Dr. Alhassan Iddrisu
Producer price inflation edged up to 1.9 percent in December 2025, reflecting higher prices received by domestic producers compared to the same period last year, the Ghana Statistical Service (GSS) has announced.
The latest figure represents an increase from 1.3 percent recorded in November 2025, but remains significantly lower than the rate registered in December 2024, which underscores a sharp easing in inflationary pressures at the production level over the past year.
According to GSS, the Producer Price Index (PPI), which measures average changes in prices received by producers at the factory gate, stood at 266.0 in December 2025.
This compares with 268.1 in November 2025 and 261.1 in December 2024. On a month-on-month basis, the producer prices declined by 0.8 percent, indicating that average prices received by producers fell between November and December.
The rise in year-on-year inflation was driven largely by the mining and quarrying sector, which carries the highest weight in the PPI basket at 43.7 percent.

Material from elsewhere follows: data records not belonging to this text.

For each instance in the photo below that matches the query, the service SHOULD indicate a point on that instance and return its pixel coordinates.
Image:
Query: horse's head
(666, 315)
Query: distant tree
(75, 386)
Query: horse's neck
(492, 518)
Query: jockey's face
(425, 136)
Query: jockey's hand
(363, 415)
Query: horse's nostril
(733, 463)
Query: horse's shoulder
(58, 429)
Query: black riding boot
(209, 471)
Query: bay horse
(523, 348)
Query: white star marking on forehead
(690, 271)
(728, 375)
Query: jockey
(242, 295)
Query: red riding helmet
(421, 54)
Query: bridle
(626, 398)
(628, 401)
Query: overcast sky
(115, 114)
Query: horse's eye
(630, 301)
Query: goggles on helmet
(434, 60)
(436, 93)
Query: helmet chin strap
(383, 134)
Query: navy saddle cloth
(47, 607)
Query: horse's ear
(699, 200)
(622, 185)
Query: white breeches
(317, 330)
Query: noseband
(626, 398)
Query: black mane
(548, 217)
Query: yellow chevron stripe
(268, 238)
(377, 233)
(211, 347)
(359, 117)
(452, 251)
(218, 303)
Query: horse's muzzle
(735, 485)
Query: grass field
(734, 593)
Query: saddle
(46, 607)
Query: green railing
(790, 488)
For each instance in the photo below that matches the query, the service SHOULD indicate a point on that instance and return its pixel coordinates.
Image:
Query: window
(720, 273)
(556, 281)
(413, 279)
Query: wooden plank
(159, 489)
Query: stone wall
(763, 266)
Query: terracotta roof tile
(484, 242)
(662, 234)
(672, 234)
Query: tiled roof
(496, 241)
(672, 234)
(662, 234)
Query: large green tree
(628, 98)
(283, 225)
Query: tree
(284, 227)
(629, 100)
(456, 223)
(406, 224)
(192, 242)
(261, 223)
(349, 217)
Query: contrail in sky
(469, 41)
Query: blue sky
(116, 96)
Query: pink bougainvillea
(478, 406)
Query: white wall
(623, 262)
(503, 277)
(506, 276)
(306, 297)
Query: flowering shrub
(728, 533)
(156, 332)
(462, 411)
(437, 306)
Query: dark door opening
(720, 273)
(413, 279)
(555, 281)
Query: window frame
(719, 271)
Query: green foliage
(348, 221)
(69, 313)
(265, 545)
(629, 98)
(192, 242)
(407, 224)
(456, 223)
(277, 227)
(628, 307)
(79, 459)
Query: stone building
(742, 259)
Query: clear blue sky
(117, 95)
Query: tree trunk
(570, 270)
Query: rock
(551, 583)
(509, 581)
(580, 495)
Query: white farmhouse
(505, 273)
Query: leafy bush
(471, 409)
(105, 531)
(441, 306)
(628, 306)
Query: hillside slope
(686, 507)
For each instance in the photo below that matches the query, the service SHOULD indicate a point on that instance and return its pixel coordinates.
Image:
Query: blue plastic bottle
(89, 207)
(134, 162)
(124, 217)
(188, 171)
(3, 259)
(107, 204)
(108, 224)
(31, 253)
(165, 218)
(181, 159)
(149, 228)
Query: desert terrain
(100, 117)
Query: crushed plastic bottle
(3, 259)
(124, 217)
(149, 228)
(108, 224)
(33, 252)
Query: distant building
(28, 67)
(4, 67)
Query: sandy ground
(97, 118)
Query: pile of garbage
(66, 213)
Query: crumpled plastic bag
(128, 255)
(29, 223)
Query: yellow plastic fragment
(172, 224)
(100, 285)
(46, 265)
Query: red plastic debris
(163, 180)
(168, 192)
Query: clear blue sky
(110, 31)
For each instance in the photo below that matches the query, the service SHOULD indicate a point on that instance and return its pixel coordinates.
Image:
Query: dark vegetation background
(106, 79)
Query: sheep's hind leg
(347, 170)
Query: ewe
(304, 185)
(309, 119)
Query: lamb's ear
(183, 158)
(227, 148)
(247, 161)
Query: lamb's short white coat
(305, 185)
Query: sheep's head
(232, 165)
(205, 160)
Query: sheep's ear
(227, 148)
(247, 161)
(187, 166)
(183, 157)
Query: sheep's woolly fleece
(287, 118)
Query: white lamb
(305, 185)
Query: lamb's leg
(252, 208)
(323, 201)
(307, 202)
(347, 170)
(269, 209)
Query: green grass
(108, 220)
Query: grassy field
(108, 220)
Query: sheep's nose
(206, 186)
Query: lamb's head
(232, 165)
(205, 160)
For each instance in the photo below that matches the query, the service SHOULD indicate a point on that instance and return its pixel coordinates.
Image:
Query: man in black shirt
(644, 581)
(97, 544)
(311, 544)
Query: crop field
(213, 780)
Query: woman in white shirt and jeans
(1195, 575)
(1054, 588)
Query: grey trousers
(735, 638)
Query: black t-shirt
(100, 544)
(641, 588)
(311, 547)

Inflation in the sector increased from 2.3 percent in November to 3.3 percent in December, contributing 1.0 percentage point to the overall inflation rate.
The electricity and gas sector also recorded a notable increase, with inflation rising from 4.0 percent to 6.1 percent, while the construction sector saw inflation climb from 0.7 percent to 1.9 percent over the same period.
In contrast, inflation in the manufacturing sector, which accounts for 35 percent of the PPI weight, declined from 0.5 percent in November to 0.1 percent in December, reducing its contribution to overall producer inflation.
The transportation and storage sub-sector continued its downward trend, although at a slower pace, improving from -10.2 percent to -3.7 percent year-on-year.
On a monthly basis, the overall decline in producer prices was driven mainly by reductions in mining and manufacturing prices, while modest increases were recorded in services such as transport, accommodation, and construction.
Presenting the data in Accra yesterday, the Government Statistician, Dr. Alhassan Iddrisu, noted that the mixed sectoral performance highlights both easing cost pressures and persistent vulnerabilities within key production areas.
The GSS advised households to adopt price-conscious consumption patterns, while urging businesses to improve efficiency and reinvest savings from lower input costs.
The Government was also encouraged to reduce structural production costs through improvements in energy supply, transport infrastructure, and logistics systems.